# Lower control arm bolts



## Topkat (Sep 9, 2010)

When I took the lower control arms off my 67 GTO, the bolt heads were in the front.
The service manual says they must go toward the rear.
Which is correct?
And why would it matter?
thanks in advance


----------



## jetstang (Nov 5, 2008)

As long as you have access to mount them and they don't interfere with any steering linkage, either way is fine, but if the manual calls it out, do it there way just because.


----------



## geeteeohguy (Feb 2, 2008)

I agree. When I was in the business, I used to always put the nut on the bottom side or the rear facing side with the logic that if it came off, the bolt would stay in place and not fall out/off too. Probably being anal......


----------



## sixeightGTO (Jan 25, 2010)

I have a 1968 and my service manual says "On Pontiac, lower control arms to the frame bolts must be assembled with head of bolt towards rear of the car, and on Tempest bolt head toward front of the car." I currently have my car down to the frame and was curious and my bolts were head toward the front before I disassembled the suspension.
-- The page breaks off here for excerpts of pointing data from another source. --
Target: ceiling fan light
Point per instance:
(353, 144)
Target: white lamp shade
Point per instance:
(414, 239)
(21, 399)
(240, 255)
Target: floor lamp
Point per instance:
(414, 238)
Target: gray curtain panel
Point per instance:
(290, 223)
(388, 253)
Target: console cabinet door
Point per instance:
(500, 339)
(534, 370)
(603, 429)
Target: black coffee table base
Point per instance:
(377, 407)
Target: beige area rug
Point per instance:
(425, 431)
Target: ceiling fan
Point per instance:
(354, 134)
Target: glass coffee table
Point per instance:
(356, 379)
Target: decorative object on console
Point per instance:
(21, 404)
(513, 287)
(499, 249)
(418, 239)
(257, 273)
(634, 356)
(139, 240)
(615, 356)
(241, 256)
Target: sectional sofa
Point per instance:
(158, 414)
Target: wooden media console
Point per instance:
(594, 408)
My car was a one owner car that spent the last 20 years in a garage untouched. I am pretty sure that is how mine came from the factory. Also I think on my GTO if you switched the bolt around the bolt would interfere the tie rod end (especially since they moved the grease fitting to the back (and this was a MOOG part :willy Just my two cents the factory put the grease fitting on the end of the inner tie rod for a reason. Wish the aftermarket would have picked up on that. But a couple of 90 degree grease fittings solved that issue. :cool


----------